Badgers will also dig up lawns when looking for worms or grubs to eat and they can carry mites that can cause mange on dogs. They’re only going to try to take up residence in your garden if they think there’s a plentiful supply of food and shelter so if you have a shed, block up the access point to any area around the shed where they could make a den or burrow.
Moles can ruin your lawn as they’ll tunnel beneath a lawn to hunt for earthworms which will result in the characteristic ‘hills’ of earth they leave behind. This may be troublesome to those who like to keep their lawn in immaculate condition although, for others, these mounds make for good compost. To deter moles, flooding, vibrations and even urine have proven to be good antidotes. There are mole traps which can be used to capture the moles alive but the moles often elude them.
Rats will take birds’ eggs and can also carry Weil’s disease which starts off as flu like symptoms but, if left untreated, can cause jaundice and even death. This is uncommon however. You should ensure that waste bins are kept secure and that bread or any food put out for birds is inaccessible to rats and remove any potential nesting sites.
We are lucky in Britain in that the only snake that can cause harm to humans or pets is the adder and this is very rarely seen in British gardens, except in those close to heathland and south facing downs. It’s recognisable by the zig-zag or diamond marking along its back. Apart from that, you’d even be lucky to see even the most common snake in Britain which is the grass snake and is completely harmless. Snakes are usually just passing through but to avoid them, keep your grass short, remove any piles of logs or stones and keep any compost or grass cuttings in secure bins.
Grey squirrels are common throughout much of the UK and, if you live near a forest or wooded area, you stand a good chance of seeing several. To most people they present no threat and can be lots of fun to watch but they do take food from bird tables, raid birds’ nests, can damage lofts and trees and steal bulbs and fruit. If they’re not welcome in your garden, you should remove any squirrels nests (dreys) from trees once they are empty and block access to roof space during winter. If birds and not squirrels are your thing, there are squirrel proof bird feeders available although they’re not always effective. Repellents can also be used on containers and bulbs to deter squirrels from taking them.
Bees and Wasps
Despite their stings, bees have an important role to play in the ecosystem of a garden. Bees are vitally important as pollinators of many wild flowers, garden plants and fruit and vegetable crops. The main worry is if you encountered a swarm of bees. This usually occurs in May or June when a colony of bees becomes too large and the queen decides to ‘up sticks’ and wants to reduce the numbers in the colony. This is when swarming can occur. If this happens in your garden, the chances are the bees won’t be there for long and they should simply be left alone and wait for them to fly off.
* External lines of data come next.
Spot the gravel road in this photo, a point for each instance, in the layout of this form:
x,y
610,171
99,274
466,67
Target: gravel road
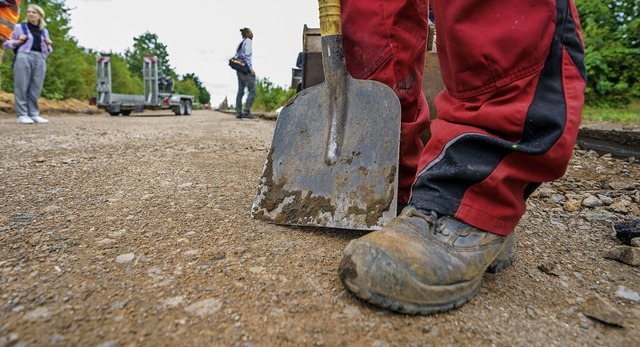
x,y
136,231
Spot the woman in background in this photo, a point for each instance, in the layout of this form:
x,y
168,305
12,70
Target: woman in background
x,y
30,67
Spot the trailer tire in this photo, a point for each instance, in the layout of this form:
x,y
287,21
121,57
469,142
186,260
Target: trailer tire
x,y
180,109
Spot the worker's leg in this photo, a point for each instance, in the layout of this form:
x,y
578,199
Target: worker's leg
x,y
509,118
251,90
22,71
35,85
385,41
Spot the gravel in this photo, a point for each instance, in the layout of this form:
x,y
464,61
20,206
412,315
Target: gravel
x,y
126,231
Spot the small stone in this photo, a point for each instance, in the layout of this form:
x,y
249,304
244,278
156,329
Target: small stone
x,y
627,255
621,185
205,307
591,201
550,268
627,293
597,308
626,231
125,258
572,205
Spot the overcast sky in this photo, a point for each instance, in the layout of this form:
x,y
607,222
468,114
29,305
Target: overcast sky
x,y
201,35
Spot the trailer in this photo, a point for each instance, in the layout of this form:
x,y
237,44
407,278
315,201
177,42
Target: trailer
x,y
158,91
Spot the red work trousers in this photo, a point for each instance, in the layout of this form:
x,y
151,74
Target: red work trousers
x,y
509,116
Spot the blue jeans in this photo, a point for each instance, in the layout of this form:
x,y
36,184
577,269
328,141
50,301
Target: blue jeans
x,y
247,81
28,76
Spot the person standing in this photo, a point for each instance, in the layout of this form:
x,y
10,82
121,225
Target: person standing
x,y
9,16
507,120
245,80
34,46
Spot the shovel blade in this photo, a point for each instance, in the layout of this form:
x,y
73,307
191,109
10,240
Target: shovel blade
x,y
355,190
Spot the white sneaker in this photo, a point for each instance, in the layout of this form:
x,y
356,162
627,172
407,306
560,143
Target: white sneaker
x,y
39,119
25,120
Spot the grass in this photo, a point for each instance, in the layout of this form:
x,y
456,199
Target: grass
x,y
627,115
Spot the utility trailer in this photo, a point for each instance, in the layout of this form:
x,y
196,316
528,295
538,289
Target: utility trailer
x,y
158,91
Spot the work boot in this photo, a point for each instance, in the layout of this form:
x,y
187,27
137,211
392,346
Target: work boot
x,y
423,263
248,115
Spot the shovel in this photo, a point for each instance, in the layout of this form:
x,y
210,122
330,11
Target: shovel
x,y
334,155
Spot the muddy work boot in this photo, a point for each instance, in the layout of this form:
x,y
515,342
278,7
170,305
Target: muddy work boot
x,y
423,263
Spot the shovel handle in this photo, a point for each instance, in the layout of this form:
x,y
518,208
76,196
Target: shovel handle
x,y
330,23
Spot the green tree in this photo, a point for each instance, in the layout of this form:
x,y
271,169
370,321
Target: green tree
x,y
203,94
187,86
611,32
145,45
65,66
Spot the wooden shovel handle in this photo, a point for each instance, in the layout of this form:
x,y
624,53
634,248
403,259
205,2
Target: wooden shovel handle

Wasps feed largely on insects and, therefore, have an important role in the natural control of insect populations. They are most active in late summer flying to and from their nests. They will usually only ever sting in self defence but will rigidly defend their nest if it’s disturbed. If you do have a wasps’ nest in your garden or perhaps in the eaves of your roof, contact your local environmental health department as they can remove it but you should not try to remove it yourself whilst wasps are still using it. There have been numerous cases of people suffering from anaphylactic shock as a result of being stung by a swarm of wasps which can be a life-threatening allergy and must be treated urgently.
To most people, enjoying spending time in the garden is as much about seeing wildlife pass through from time to time as it is about the plants and flowers they grow but if you feel threatened by any of the above creatures or have any other kind of wildlife problem and don’t know how to deal with it, your local environmental health department will be able to offer advice and assistance.